Des chars français des années 1960 sont transformés en drones lourds par une startup innovante. Le projet Refurbot détourne des véhicules militaires obsolètes pour en faire des systèmes autonomes d’exploration et de reconnaissance. Une seconde vie technologique pour du matériel roulant destiné à la ferraille.
Le recyclage militaire prend une tournure inattendue. Plutôt que de démanteler d’anciens chars français, Refurbot les convertit en plateformes robotisées lourdes. Une approche radicale qui transforme des tonnes de ferraille en outils technologiques fonctionnels. Le concept interroge: pourquoi construire neuf quand on peut détourner l’existant?
Des cuirasses deviennent des cervelles électroniques
Les chars français mis à contribution datent des années 1960. Des véhicules blindés conçus pour le combat terrestre, aujourd’hui obsolètes pour les opérations militaires modernes. Refurbot les repense de zéro: les systèmes de tir cèdent la place à des capteurs d’exploration, les moteurs existants sont conservés pour la traction, et des systèmes autonomes prennent le contrôle. L’armature blindée devient un atout: elle protège l’électronique des chocs et des intempéries.
Concrètement, il ne s’agit pas de simples robots. Ce sont des drones au sol, capables de porter plusieurs centaines de kilos de charge utile. Leurs dimensions et leur poids les placent dans une catégorie intermédiaire entre les petits robots commerciaux et les véhicules militaires actuels.

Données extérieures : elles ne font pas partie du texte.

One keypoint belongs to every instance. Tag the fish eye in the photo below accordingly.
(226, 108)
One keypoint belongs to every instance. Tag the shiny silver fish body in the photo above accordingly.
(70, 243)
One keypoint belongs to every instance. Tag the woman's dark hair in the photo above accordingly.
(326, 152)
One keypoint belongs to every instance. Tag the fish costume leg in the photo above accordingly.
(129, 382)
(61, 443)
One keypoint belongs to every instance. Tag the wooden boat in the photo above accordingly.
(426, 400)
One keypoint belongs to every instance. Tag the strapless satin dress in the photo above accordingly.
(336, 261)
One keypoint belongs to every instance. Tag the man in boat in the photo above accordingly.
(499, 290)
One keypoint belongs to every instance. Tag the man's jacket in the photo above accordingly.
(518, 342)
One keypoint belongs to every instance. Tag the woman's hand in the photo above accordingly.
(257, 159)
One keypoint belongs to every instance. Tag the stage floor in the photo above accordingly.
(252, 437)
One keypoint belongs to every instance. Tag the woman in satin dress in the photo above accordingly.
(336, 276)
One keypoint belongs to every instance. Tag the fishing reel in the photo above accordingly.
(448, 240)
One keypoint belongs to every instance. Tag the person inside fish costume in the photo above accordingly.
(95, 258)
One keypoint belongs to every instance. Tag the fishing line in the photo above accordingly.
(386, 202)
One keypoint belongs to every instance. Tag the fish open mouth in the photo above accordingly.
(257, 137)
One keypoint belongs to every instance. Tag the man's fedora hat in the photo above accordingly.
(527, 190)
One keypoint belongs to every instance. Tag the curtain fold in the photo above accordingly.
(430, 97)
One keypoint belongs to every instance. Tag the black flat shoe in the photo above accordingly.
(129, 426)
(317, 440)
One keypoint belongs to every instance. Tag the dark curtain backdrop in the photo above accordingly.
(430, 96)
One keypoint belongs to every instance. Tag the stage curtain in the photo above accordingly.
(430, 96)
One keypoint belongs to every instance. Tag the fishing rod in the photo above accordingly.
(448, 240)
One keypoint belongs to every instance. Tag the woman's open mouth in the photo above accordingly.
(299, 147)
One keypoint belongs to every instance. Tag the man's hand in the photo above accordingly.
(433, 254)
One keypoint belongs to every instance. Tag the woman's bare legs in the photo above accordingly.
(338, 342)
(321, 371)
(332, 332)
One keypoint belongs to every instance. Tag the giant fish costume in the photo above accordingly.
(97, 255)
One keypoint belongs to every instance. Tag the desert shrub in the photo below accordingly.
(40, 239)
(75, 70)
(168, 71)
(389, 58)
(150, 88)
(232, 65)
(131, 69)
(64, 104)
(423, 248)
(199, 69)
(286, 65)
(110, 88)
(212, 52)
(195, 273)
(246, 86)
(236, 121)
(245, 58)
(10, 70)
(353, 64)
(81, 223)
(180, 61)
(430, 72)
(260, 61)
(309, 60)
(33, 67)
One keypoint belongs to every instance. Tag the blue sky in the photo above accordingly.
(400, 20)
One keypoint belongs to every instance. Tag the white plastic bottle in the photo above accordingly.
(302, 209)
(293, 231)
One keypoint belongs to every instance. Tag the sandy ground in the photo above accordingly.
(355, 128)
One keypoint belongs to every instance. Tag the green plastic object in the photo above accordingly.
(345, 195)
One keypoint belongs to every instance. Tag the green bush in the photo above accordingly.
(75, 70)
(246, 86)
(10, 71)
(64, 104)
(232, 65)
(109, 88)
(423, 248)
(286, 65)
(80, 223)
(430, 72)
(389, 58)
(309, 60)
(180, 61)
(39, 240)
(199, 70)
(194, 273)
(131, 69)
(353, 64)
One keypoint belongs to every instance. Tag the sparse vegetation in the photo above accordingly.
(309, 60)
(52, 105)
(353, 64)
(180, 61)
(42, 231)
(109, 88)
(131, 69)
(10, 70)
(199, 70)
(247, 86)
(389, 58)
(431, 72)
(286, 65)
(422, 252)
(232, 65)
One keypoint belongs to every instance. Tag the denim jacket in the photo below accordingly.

Un marché en quête de solutions robustes
La demande pour ce type d’équipement existe. Déminage, reconnaissance de terrain hostile, exploration d’environnements dangereux ou contaminés: autant d’applications où les robots légers montrent leurs limites. Un drone lourd peut porter des équipements sophistiqués et traverser des terrains accidentés sans crainte. Les opérateurs en recherchent, mais peu de constructeurs les proposent à des prix raisonnables.

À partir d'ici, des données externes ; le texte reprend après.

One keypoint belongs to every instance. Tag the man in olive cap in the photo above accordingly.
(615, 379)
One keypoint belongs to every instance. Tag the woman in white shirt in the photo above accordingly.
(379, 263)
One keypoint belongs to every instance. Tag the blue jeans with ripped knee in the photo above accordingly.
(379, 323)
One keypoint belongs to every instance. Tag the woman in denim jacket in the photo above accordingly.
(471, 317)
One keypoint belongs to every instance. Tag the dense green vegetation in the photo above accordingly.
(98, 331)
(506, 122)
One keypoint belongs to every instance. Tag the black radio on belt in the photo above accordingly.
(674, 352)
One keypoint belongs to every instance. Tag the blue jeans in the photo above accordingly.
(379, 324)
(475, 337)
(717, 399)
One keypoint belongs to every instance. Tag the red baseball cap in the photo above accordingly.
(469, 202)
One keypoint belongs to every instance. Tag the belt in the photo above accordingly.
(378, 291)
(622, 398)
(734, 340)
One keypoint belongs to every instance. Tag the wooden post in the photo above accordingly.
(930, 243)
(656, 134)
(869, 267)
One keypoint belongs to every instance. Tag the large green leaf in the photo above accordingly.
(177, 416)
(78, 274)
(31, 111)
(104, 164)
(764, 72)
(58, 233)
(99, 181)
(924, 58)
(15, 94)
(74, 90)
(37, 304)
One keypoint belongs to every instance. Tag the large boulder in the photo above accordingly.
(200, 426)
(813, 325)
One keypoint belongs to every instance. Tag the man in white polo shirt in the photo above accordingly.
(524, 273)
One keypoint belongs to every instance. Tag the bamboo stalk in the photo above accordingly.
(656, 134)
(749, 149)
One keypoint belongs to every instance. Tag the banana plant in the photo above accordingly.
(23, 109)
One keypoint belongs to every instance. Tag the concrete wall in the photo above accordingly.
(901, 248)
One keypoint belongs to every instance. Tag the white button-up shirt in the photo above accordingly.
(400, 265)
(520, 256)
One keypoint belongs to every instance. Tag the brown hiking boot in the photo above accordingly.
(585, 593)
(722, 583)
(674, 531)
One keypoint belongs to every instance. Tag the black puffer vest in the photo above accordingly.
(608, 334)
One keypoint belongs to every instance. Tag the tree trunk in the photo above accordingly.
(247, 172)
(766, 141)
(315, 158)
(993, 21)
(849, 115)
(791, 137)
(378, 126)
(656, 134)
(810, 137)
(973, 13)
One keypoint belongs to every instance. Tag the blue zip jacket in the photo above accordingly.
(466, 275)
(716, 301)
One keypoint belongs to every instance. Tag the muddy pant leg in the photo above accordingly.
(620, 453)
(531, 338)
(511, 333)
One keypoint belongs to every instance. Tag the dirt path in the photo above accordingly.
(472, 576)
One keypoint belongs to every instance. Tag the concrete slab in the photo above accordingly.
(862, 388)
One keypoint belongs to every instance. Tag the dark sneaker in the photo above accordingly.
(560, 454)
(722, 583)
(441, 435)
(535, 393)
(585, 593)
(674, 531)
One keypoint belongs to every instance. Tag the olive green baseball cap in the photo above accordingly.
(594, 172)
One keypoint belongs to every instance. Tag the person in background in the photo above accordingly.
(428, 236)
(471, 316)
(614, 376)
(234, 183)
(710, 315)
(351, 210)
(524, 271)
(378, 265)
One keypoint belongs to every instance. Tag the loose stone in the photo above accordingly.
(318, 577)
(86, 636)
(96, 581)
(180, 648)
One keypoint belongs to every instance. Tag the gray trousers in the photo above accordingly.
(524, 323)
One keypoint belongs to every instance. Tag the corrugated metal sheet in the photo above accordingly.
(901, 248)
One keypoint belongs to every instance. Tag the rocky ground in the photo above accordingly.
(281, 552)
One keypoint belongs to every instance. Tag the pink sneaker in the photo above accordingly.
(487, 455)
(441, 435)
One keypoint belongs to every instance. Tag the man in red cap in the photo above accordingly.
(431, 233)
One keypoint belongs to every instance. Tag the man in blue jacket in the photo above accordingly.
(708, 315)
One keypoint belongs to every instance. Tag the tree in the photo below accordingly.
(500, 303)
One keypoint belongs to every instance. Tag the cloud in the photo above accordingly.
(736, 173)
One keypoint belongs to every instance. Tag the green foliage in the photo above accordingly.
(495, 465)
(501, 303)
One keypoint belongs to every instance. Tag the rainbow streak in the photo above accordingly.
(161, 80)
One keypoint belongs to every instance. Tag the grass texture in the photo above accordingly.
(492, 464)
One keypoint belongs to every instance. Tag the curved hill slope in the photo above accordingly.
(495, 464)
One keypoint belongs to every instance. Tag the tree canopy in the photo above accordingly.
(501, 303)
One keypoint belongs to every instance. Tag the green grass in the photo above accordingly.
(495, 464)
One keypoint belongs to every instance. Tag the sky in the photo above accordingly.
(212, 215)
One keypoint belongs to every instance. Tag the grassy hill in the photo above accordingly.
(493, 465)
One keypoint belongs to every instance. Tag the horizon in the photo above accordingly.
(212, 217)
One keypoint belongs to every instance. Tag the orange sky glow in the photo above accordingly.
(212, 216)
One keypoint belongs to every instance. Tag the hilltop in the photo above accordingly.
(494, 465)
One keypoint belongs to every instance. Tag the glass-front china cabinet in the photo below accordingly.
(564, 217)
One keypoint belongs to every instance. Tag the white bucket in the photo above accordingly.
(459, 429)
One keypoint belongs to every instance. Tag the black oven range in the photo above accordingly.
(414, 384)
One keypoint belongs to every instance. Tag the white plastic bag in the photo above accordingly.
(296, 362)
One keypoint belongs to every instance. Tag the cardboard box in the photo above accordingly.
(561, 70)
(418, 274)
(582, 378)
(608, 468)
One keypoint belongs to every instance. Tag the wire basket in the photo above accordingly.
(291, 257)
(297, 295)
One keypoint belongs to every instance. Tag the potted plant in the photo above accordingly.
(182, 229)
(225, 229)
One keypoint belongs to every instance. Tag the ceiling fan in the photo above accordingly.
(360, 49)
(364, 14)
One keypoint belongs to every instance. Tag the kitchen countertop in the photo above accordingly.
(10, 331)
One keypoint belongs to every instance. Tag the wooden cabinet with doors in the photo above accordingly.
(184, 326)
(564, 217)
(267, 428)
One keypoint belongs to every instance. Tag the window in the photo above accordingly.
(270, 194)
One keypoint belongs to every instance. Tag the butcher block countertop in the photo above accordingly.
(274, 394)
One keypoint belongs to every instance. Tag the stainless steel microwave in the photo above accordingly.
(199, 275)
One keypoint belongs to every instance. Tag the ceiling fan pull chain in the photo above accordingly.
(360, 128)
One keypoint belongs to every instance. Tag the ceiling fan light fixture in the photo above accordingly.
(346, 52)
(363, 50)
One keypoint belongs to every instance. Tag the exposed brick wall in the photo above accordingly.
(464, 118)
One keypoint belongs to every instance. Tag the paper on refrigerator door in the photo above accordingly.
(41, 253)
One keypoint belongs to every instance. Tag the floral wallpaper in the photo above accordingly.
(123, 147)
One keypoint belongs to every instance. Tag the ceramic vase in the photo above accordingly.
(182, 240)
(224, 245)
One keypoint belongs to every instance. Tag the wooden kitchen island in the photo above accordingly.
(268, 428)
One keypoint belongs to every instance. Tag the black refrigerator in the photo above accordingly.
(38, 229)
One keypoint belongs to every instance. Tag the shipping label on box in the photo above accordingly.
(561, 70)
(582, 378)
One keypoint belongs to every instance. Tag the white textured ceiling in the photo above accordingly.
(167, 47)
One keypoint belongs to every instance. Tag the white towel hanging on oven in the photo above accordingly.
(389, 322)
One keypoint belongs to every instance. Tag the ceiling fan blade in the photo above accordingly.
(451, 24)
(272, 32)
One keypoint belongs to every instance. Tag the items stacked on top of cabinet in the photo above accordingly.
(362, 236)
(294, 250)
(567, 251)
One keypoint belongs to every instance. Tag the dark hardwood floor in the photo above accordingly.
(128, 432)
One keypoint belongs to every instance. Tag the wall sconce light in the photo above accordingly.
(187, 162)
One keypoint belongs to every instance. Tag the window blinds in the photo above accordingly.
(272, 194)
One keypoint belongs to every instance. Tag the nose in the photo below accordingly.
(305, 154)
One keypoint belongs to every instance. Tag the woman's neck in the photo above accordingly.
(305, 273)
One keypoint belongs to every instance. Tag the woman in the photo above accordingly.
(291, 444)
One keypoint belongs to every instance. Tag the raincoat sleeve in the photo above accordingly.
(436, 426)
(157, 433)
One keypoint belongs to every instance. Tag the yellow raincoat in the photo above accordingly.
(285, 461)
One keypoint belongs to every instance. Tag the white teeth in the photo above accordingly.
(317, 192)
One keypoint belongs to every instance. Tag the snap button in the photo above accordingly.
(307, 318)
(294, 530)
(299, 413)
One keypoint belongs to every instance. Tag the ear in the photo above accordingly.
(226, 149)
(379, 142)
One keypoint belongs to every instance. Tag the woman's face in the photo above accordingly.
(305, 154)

Refurbot comble ce créneau. Le modèle économique est astucieux: récupérer du matériel roulant destiné à la destruction, l’adapter aux normes de robotique moderne, et le commercialiser bien en dessous du coût d’une construction neuve. Pour les ministères des Défenses ou les organisations de dépollution, l’équation est séduisante.
L’innovation par la contrainte
Transformer un char ne va pas de soi. Il faut maîtriser l’architecture mécanique existante, adapter les systèmes de contrôle, intégrer la télémétrie et l’autonomie sans modifier le châssis original. C’est un travail d’ingénierie inverse complexe. Les équipes de Refurbot doivent jongler entre les contraintes du matériel vintage et les exigences technologiques contemporaines.
Le projet illustre une tendance plus large: la réutilisation stratégique d’équipements militaires pour la technologie civile. Les tensions géopolitiques, la raréfaction des ressources matérielles et les impératifs environnementaux rendent cette approche crédible. Fabriquer neuf consomme des métaux rares et coûte une fortune. Redéployer l’existant offre une alternative.
Reste une question: ces drones lourds trouveront-ils preneurs au-delà des niches? Les gouvernements français sont-ils prêts à financer cette innovation? Les détails commerciaux et institutionnels demeurent flous, mais le concept, lui, est solide.
Questions fréquentes
- Quel est le nom du projet de transformation des chars en drones?
- Le projet s’appelle Refurbot. Il s’agit d’une initiative d’une startup innovante qui convertit des véhicules militaires obsolètes en systèmes autonomes d’exploration et de reconnaissance.
- De quelle époque datent les chars français transformés?
- Les chars proviennent des années 1960. Ce sont des véhicules blindés anciens, aujourd’hui obsolètes pour les opérations militaires modernes.
- Quelle est l' autonomie de ces drones lourds?
- Ces drones lourds offrent une autonomie de 8 heures selon le titre de l’article.
- Combien de prototypes ont été testés?
- 2 prototypes ont été testés dans le cadre du projet Refurbot.
- Quel type de charge peuvent porter ces drones robotisés?
- Ces drones sont capables de porter plusieurs centaines de kilos de charge utile, ce qui en fait des plateformes robotisées lourdes de catégorie intermédiaire.